В детстве я очень рано познакомился с рассказами о морях, кораблях и мореплавателях – мама рассказывала мне о капитане Куке, Магеллане, Тасмане, Дампире, Бугенвиле и об открытых ими островах и народах, местоположение которых показывала мне на глобусе. Острова казались мне особыми местами, отдаленными и таинственными, привлекательными и одновременно устрашающими. Помню, как пугали меня картинки в детской энциклопедии, на которых были изображены огромные безглазые статуи острова Пасхи, обращенные лицами к морю. Я читал страшную историю о том, как островитяне утратили способность выходить в море и остались на острове, отрезанные от остального человечества, обреченные на прозябание и одиночество1.
Я читал истории об изгнанниках, о необитаемых островах, об островах-тюрьмах и островах прокаженных. Я обожал «Затерянный мир» Конан Дойла – живой рассказ о затерянном на просторах Южной Америки плато, населенном динозаврами и другими тварями юрского периода – по сути, об острове, изолированном в море времени. Я знал эту книгу едва ли не наизусть и мечтал (когда вырасту) стать вторым профессором Челленджером.
Я был очень впечатлительным мальчиком, и воображение других людей легко воспламеняло мое собственное.
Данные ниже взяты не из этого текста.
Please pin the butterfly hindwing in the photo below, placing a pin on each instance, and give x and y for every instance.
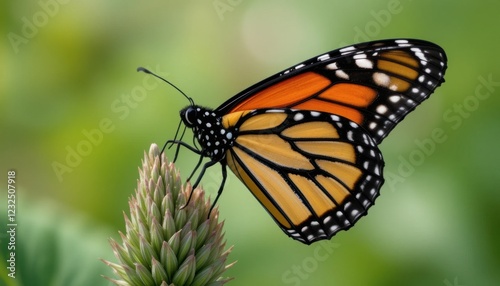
(314, 172)
(374, 84)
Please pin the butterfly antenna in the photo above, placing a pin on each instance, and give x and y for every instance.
(145, 70)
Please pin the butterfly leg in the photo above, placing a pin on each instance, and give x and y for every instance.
(221, 188)
(202, 172)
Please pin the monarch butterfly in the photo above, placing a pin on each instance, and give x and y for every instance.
(304, 141)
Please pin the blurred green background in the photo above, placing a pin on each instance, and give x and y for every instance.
(68, 82)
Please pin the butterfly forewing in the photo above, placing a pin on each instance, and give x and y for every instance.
(374, 84)
(314, 172)
(304, 141)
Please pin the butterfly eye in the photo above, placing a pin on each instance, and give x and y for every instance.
(189, 115)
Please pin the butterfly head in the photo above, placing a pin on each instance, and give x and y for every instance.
(208, 130)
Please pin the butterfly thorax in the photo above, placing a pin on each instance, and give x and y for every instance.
(207, 127)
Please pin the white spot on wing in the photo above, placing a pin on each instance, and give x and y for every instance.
(332, 66)
(381, 79)
(364, 63)
(341, 74)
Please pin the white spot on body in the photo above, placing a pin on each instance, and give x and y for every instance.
(298, 116)
(347, 49)
(394, 98)
(332, 66)
(341, 74)
(323, 57)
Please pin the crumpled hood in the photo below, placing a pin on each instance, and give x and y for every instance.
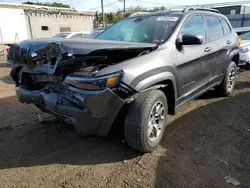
(82, 46)
(245, 43)
(50, 52)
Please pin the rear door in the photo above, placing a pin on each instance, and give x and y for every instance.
(217, 40)
(193, 70)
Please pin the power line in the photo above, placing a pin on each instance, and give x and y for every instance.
(153, 2)
(104, 5)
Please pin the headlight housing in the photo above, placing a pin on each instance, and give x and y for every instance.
(94, 83)
(244, 49)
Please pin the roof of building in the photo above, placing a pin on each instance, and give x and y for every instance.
(45, 8)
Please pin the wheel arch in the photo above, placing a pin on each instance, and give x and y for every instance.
(168, 87)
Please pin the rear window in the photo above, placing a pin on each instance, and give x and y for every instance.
(214, 28)
(225, 26)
Особенно преуспел в этом Герберт Джордж Уэллс. Любой необитаемый остров тотчас становился для меня «Островом Эпиорниса», а в кошмарах представлялся «Островом доктора Моро». Позже, когда я начал читать Германа Мелвилла и Роберта Льюиса Стивенсона, реальность и фантастика неразрывно сплелись в моей голове. На самом ли деле существовали Маркизские острова? Были ли приключения, описанные в «Ому» и «Типи», реальными? Особые сомнения – до знакомства с Дарвином – я испытывал по поводу Галапагосских островов, о которых знал исключительно из книги Мелвилла «Энкантадас, или Очарованные острова».
Позже беллетристику вытеснили научные книги – «Путешествие на корабле “Бигль”» Дарвина, «Малайский архипелаг» Уоллеса, «Картины природы» Александра Гумбольдта (особенно потрясло меня его описание драконового дерева, которому было шесть тысяч лет, на острове Тенерифе). Отныне моя страсть к романтике, мифам и таинственности подчинилась научному любопытству2.
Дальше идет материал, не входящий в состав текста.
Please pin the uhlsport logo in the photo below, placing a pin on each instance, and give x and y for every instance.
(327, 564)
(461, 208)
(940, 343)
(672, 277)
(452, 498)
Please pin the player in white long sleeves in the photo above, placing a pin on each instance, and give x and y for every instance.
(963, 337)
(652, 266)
Все дело в том, что острова – это, если можно так выразиться, экспериментальная площадка природы, места благословенные или проклятые – из-за своей географической изоляции. Они богаты уникальными формами жизни – руконожками, потто, лори и лемурами Мадагаскара, огромными черепахами Галапагосских островов, гигантскими нелетающими птицами Новой Зеландии.
Все эти виды и роды животных пошли особыми эволюционными путями в своих островных изолятах3. Я испытал необычное удовольствие от одной фразы в дневниках Дарвина, написанной после того, как великий естествоиспытатель увидел в Австралии кенгуру. Это животное настолько поразило его воображение своей необычной организацией, что он задал себе вопрос: не являются ли сумчатые результатом второго Творения?4В детстве я страдал частыми приступами мигрени, и во время ауры видел не только классические осцилляции и искажения в поле зрения, но и на короткое время терял способность к цветовому зрению. Эта временная цветовая слепота сильно меня пугала, но одновременно и притягивала. Мне было интересно понять, каково это – жить в мире, начисто лишенном красок. Прошло много лет, прежде чем я получил ответ на этот вопрос – ответ, по крайней мере, частичный. Я познакомился с одним пациентом, Джонатаном И. , художником, который стал страдать цветовой слепотой после дорожной аварии (и, возможно, в результате случившегося тогда инсульта). Утрата цветового зрения возникла не в результате травмы глаз, а в результате повреждения определенного участка мозга, отвечающего за ощущение цвета. В самом деле, казалось, что он не только потерял способность ощущать цвета, но не мог даже вообразить их себе. Они никогда не являлись ему и в сновидениях. Тем не менее, подобно людям, страдающим амнезией, Джонатан сознавал, что утратил способность ощущать цвет; после того как он всю жизнь жил в полихроматическом мире, Джонатан, как он сам говорил, вдруг оказался в обедненном, гротескном и аномальном мире – его искусство, пища и даже жена казались ему «свинцовыми». Однако этот человек не смог удовлетворить мое любопытство относительно того, что означает для человека врожденное отсутствие способности к цветовым ощущениям, как он воспринимает мир, который никогда в жизни не видел в цвете.